Cui JY, Aleksunes LM, Tanaka Y, Fu ZD, Guo Y, Guo GL, Lu H, Zhong X, Klaassen CD. Bile acids via FXR initiate the expression of major transporters involved in the enterohepatic circulation of bile acids in newborn mice. Am J Physiol Gastrointest Liver Physiol 302: G979-G996, 2012. First published January 19, 2012; doi:10.1152/ajpgi.00370.2011.-The enterohepatic circulation (EHC) of bile acids (BAs) plays a pivotal role in facilitating lipid absorption. Therefore, initiation of the EHC in newborns is of crucial importance for lipid absorption from milk.
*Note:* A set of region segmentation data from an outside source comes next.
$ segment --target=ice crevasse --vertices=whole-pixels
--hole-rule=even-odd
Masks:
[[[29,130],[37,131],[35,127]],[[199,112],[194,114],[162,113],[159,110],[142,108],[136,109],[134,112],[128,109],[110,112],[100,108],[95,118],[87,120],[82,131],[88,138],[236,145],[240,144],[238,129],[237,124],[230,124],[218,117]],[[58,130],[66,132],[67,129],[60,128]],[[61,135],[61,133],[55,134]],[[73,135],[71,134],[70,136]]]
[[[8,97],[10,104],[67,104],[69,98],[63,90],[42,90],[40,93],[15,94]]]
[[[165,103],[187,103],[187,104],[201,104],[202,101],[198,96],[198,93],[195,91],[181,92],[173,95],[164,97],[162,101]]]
The purpose of this study was to determine at what age BA transporters in liver are expressed, and the mechanism for their initiation. Serum and liver samples were collected from C57BL/6 mice at 2 days before birth and various postnatal ages. Messenger RNA assays revealed a dramatic increase at birth in the expression of the BA transporters (Ntcp, Bsep, Mrp4, Ost beta), as well as the phospholipid floppase Mdr2 in mouse liver, with the highest expression at 1 day of age. The mRNA expression of the ileal BA transporters (Ost alpha and Ost beta) also markedly increased at birth. Meanwhile, taurine-conjugated cholic acid markedly increased in both serum and liver of newborns, correlated with upregulation of the classic pathway of BA biosynthesis in newborn liver. The mRNA levels of the major BA sensors, FXR and PXR, were increased at 1 day of age, and their prototypical target genes were upregulated in liver. The mRNA expression of transporters involved in the EHC of BAs was similar in wild-type and PXR-null mice. In contrast, in FXR-null mice, the "day 1 surge" pattern of Ntcp, Bsep, Ost beta, and Mdr2 was blocked in newborn mouse liver, and the induction of Ost alpha and Ost beta was also abolished in ileums of FXR-null mice. In conclusion, at birth, BAs from the classic pathway of synthesis trigger the induction of transporters involved in EHC of BAs in mice, through activation of the nuclear receptor FXR.